Sapi di peternakan Supardiono ini, dipilih untuk dijadikan hewan kurban Idul Adha 2026 oleh Presiden Prabowo.
Rasa bahagia sekaligus bangga pun dirasakan Supardiono.
Pemilik Ubi Jaya Farm itu, mengatakan sapinya bernama 'Sontrot' memiliki bobot sekitar 1,50 ton. Sontrot dibeli dengan harga Rp110 juta.
Sebelum dibeli oleh Presiden Prabowo, rupanya pemilihan hewan kurban menggunakan proses seleksi.
Selain itu, sapi yang dibeli Presiden yakni milik Muhammad Roji, warga Kecamatan Cipondoh, Kota Tangerang.
Sapi Roji ini, merupakan jenis Brangus dengan bobot mencapai 1,1 ton. Roji memberi nama sapinya 'Sambo'.
Baca juga: Waktu Terbaik Menyembelih Hewan Kurban Agar Sah dan Bernilai Ibadah Sempurna
Deretan Sapi Kurban Presiden Prabowo Dibeli dari Peternak Daerah
1. Sapi Berbobot 1,1 Ton Dibeli dari Peternak Kota Tangerang
Dikutip dari tangerangkota.go.id, Kepala Negara dipastikan bakal berkurban satu ekor sapi jumbo untuk masyarakat Kota Tangerang, Banten, tahun ini.
Sapi berbobot 1,1 ton diberi nama Sambo ini, berasal dari tempat penggemukan milik Muhammad Roji yang berlokasi di Kampung Gunung, Kelurahan Cipondoh, Kecamatan Cipondoh.
Pemilik sapi, Muhammad Roji, mengatakan Sambo telah menjalani proses penggemukan di tempatnya selama tiga tahun terakhir.
Selama proses penggemukan, kata Roji, Sambo mendapatkan perlakuan khusus, mulai dari pola makan hingga kebersihan.
"Perawatannya khusus. Mandi rutin sehari dua kali pagi dan sore untuk memastikan kebersihan. Pakannya kita beri ampas tahu, konsentrat, hingga singkong," kata Roji, Rabu (13/5/2026).
Selain asupan nutrisi, kesehatan Sambo dipantau ketat, seperti rutin diberikan vitamin B Kompleks dan B12, serta telah menerima vaksinasi lengkap sesuai instruksi dari Dinas Ketahanan Pangan (DKP) Kota Tangerang.

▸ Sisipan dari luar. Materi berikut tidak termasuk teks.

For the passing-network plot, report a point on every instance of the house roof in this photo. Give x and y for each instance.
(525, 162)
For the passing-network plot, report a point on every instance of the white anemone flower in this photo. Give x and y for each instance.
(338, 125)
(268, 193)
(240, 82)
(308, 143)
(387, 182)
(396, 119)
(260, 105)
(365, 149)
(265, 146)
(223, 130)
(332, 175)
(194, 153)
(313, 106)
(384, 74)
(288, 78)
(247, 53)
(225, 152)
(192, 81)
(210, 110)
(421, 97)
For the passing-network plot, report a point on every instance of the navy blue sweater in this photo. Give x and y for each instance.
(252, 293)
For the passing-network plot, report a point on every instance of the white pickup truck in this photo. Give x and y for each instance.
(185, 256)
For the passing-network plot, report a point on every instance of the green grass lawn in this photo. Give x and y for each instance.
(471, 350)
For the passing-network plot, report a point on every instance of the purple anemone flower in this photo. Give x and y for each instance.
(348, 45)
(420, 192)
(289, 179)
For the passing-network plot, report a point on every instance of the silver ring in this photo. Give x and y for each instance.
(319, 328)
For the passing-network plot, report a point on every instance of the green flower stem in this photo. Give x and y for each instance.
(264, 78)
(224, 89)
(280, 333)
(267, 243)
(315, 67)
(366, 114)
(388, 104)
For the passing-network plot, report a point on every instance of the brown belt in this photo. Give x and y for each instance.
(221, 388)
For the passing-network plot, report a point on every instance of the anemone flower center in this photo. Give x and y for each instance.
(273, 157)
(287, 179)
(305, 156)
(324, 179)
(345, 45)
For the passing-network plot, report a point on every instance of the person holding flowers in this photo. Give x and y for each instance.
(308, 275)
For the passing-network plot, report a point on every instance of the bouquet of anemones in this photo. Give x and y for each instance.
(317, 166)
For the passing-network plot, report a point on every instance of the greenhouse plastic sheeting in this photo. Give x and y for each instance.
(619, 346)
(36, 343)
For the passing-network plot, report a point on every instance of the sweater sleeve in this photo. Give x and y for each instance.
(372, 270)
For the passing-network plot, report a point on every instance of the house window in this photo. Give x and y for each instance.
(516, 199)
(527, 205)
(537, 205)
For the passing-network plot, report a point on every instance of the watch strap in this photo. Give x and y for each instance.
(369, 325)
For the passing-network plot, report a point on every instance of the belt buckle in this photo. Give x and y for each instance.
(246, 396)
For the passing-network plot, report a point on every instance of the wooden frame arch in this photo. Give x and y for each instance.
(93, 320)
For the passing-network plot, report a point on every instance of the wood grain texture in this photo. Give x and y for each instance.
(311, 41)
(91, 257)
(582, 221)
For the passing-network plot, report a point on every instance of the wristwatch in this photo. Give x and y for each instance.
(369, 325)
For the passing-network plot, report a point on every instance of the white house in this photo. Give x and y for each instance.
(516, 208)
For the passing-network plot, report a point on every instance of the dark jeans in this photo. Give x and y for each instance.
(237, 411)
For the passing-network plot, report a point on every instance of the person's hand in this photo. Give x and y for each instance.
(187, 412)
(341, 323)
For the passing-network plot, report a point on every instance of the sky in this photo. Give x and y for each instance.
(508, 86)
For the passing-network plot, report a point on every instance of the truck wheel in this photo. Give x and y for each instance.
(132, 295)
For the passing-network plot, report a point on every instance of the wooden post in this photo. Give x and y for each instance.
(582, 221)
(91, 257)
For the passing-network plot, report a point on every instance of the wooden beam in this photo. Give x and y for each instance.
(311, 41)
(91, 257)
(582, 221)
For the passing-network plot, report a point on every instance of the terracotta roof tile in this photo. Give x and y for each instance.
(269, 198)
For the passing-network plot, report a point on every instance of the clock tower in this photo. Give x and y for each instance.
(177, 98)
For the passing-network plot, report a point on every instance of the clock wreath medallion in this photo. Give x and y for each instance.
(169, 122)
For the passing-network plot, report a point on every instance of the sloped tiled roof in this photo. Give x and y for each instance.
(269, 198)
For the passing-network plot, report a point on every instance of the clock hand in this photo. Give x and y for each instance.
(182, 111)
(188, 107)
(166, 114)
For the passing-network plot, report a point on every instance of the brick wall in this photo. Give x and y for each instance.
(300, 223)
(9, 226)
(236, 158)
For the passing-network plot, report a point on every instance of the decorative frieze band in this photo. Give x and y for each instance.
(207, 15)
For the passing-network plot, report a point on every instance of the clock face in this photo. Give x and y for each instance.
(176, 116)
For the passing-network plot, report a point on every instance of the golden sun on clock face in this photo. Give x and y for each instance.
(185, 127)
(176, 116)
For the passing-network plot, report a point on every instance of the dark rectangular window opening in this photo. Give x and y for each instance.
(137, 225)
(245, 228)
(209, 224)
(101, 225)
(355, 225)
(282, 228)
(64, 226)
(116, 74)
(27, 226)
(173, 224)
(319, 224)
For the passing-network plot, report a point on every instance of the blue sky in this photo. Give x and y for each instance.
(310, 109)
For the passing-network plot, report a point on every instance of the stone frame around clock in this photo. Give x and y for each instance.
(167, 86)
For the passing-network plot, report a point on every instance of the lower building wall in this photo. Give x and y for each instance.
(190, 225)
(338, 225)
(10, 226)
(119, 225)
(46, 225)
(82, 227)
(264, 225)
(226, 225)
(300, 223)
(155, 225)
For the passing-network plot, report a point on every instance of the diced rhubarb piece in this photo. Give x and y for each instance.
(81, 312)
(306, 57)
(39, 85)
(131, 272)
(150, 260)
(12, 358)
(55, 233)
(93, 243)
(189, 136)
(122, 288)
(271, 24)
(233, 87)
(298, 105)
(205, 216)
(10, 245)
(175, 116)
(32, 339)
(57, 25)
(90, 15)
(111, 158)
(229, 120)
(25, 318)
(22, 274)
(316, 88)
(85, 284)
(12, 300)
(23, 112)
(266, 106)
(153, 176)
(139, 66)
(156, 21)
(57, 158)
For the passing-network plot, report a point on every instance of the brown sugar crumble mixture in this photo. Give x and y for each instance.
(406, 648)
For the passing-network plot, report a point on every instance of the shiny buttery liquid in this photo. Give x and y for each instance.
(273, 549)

Bahkan, sebelum dipilih Presiden, Sambo telah melewati serangkaian uji kesehatan ketat.
Berdasarkan pemeriksaan laboratorium terhadap sampel darah, air liur, hingga kotoran, sapi ini dinyatakan negatif dari penyakit antraks maupun Penyakit Mulut dan Kuku (PMK).

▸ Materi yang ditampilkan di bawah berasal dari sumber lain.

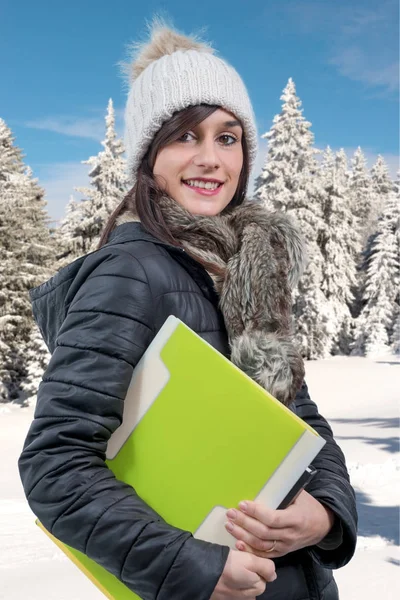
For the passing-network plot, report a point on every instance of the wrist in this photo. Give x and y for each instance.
(327, 521)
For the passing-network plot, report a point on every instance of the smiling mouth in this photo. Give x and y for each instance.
(203, 191)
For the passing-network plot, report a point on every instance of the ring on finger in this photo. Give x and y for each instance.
(272, 547)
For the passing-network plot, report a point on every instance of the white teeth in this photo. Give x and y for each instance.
(202, 184)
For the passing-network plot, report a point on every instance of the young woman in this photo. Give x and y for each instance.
(184, 242)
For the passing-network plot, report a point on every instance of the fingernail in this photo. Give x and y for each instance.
(229, 526)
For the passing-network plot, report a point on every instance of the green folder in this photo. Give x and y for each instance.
(197, 437)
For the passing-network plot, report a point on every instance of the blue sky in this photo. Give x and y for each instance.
(58, 65)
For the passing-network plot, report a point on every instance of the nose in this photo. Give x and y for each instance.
(207, 155)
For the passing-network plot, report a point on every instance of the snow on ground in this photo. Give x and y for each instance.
(358, 396)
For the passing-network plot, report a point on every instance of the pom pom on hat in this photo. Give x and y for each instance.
(163, 41)
(169, 73)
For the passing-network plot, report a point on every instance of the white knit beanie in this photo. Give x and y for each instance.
(172, 72)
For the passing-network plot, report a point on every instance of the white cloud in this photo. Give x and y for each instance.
(362, 41)
(59, 181)
(92, 128)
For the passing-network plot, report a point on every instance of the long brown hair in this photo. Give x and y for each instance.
(142, 198)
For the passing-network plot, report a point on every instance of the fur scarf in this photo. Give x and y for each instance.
(255, 258)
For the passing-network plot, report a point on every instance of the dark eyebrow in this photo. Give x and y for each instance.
(232, 123)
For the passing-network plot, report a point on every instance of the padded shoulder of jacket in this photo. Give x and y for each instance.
(109, 324)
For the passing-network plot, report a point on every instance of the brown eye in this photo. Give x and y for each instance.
(226, 139)
(181, 139)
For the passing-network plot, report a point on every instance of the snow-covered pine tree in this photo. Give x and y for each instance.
(290, 157)
(376, 324)
(339, 245)
(288, 182)
(26, 254)
(395, 335)
(68, 236)
(362, 196)
(108, 180)
(382, 185)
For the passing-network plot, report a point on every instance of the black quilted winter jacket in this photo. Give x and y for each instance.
(98, 315)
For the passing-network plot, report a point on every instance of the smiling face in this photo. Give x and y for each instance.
(201, 169)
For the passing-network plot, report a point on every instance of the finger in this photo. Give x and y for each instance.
(271, 518)
(279, 550)
(242, 534)
(264, 568)
(250, 524)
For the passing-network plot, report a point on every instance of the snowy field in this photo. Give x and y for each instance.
(360, 398)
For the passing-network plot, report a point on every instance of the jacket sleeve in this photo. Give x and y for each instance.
(108, 326)
(330, 486)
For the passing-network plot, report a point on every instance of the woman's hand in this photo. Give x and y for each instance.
(244, 577)
(271, 533)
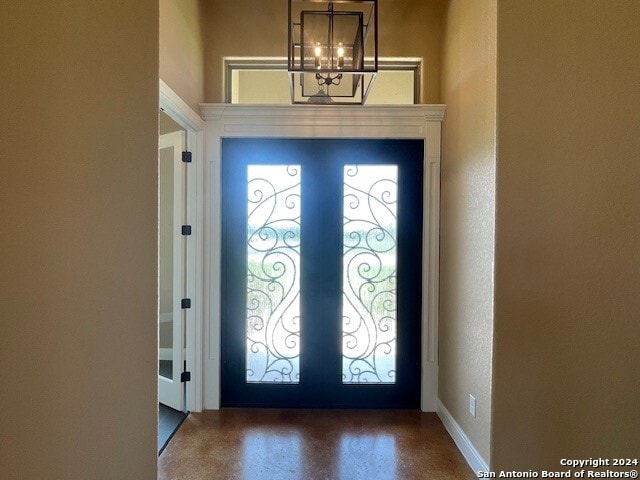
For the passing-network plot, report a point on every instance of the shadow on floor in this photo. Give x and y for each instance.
(169, 420)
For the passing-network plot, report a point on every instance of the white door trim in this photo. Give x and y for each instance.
(300, 121)
(188, 119)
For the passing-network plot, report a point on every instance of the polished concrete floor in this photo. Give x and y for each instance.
(271, 444)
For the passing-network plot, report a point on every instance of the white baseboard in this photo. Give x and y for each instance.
(471, 455)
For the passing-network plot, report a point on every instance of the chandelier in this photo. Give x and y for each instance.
(333, 50)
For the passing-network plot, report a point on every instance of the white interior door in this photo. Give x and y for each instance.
(171, 268)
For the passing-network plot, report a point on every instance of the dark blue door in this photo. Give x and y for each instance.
(321, 272)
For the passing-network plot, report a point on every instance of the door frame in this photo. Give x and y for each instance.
(301, 121)
(194, 126)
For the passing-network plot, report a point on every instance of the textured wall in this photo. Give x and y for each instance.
(567, 320)
(182, 49)
(78, 203)
(408, 28)
(467, 215)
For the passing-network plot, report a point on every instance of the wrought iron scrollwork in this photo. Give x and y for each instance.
(273, 283)
(369, 274)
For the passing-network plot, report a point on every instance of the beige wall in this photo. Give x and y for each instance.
(251, 28)
(468, 215)
(567, 319)
(182, 49)
(78, 240)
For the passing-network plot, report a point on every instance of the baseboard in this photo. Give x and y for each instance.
(471, 455)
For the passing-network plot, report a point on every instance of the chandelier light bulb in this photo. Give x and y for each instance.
(340, 55)
(317, 52)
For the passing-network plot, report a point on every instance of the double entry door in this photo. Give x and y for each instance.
(321, 272)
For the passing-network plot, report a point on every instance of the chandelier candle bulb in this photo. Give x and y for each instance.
(333, 50)
(340, 55)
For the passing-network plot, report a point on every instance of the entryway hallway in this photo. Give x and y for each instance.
(276, 444)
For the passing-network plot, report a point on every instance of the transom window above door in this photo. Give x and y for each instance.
(264, 80)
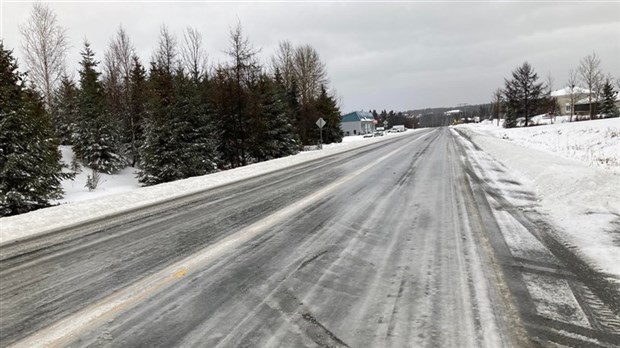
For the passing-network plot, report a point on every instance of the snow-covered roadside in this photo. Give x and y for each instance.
(49, 219)
(595, 143)
(582, 200)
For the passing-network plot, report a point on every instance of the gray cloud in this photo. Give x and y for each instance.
(379, 55)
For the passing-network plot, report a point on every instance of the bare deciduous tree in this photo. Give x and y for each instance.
(310, 72)
(551, 106)
(44, 47)
(302, 65)
(193, 54)
(118, 64)
(497, 104)
(572, 83)
(591, 76)
(166, 55)
(119, 56)
(283, 62)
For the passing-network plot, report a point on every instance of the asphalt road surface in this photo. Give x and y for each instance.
(403, 243)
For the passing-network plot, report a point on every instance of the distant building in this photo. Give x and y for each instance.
(357, 123)
(563, 98)
(582, 106)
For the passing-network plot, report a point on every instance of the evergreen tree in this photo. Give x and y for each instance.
(523, 95)
(327, 108)
(30, 169)
(275, 138)
(608, 102)
(233, 98)
(179, 141)
(159, 152)
(65, 109)
(198, 149)
(97, 140)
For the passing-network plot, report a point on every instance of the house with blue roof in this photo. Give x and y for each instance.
(357, 123)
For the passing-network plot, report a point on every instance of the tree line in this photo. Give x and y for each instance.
(525, 95)
(176, 118)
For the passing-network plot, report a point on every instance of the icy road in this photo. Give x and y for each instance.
(404, 243)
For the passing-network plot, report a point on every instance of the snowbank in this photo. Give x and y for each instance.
(594, 143)
(561, 164)
(110, 202)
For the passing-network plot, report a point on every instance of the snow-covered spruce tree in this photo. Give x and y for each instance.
(137, 109)
(64, 110)
(30, 169)
(97, 138)
(160, 150)
(523, 95)
(178, 138)
(328, 109)
(272, 135)
(196, 140)
(608, 100)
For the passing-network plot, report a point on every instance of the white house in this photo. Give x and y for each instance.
(357, 123)
(563, 98)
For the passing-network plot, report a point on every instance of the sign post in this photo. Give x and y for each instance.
(321, 122)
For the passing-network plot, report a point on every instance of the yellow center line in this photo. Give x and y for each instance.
(69, 328)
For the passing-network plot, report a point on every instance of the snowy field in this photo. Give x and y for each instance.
(122, 192)
(574, 170)
(594, 143)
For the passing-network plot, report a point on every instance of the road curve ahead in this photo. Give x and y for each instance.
(391, 245)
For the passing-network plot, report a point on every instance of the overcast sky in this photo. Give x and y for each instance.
(379, 55)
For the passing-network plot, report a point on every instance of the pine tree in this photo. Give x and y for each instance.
(608, 102)
(198, 155)
(30, 169)
(232, 100)
(159, 152)
(97, 141)
(179, 141)
(327, 108)
(275, 138)
(523, 95)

Terkait harganya, sapi Sambo dijual sekitar Rp 120 jutaan.
"Alhamdulillah, Bapak Presiden telah membeli sapi saya. Harganya mencapai Rp122 juta," jelas Roji.
Sementara itu, mengenai titik lokasi masjid atau lokasi pastinya penyaluran hewan kurban, belum diketahui pasti.
Namun, yang pasti pengirimannya ke wilayah Kota Tangerang.
2. Sapi dari Sragen Bobot 9 Kuintal
Selain itu, Presiden juga membeli sapi jenis limosin bernama Glendoh dengan berat 9 kuintal, seharga Rp 80 juta.
Sapi tersebut, dimiliki oleh Hadi Sumanto (84), warga Dukuh Tugu, RT 1/RW 12, Desa Tangkil, Kecamatan/Kabupaten Sragen.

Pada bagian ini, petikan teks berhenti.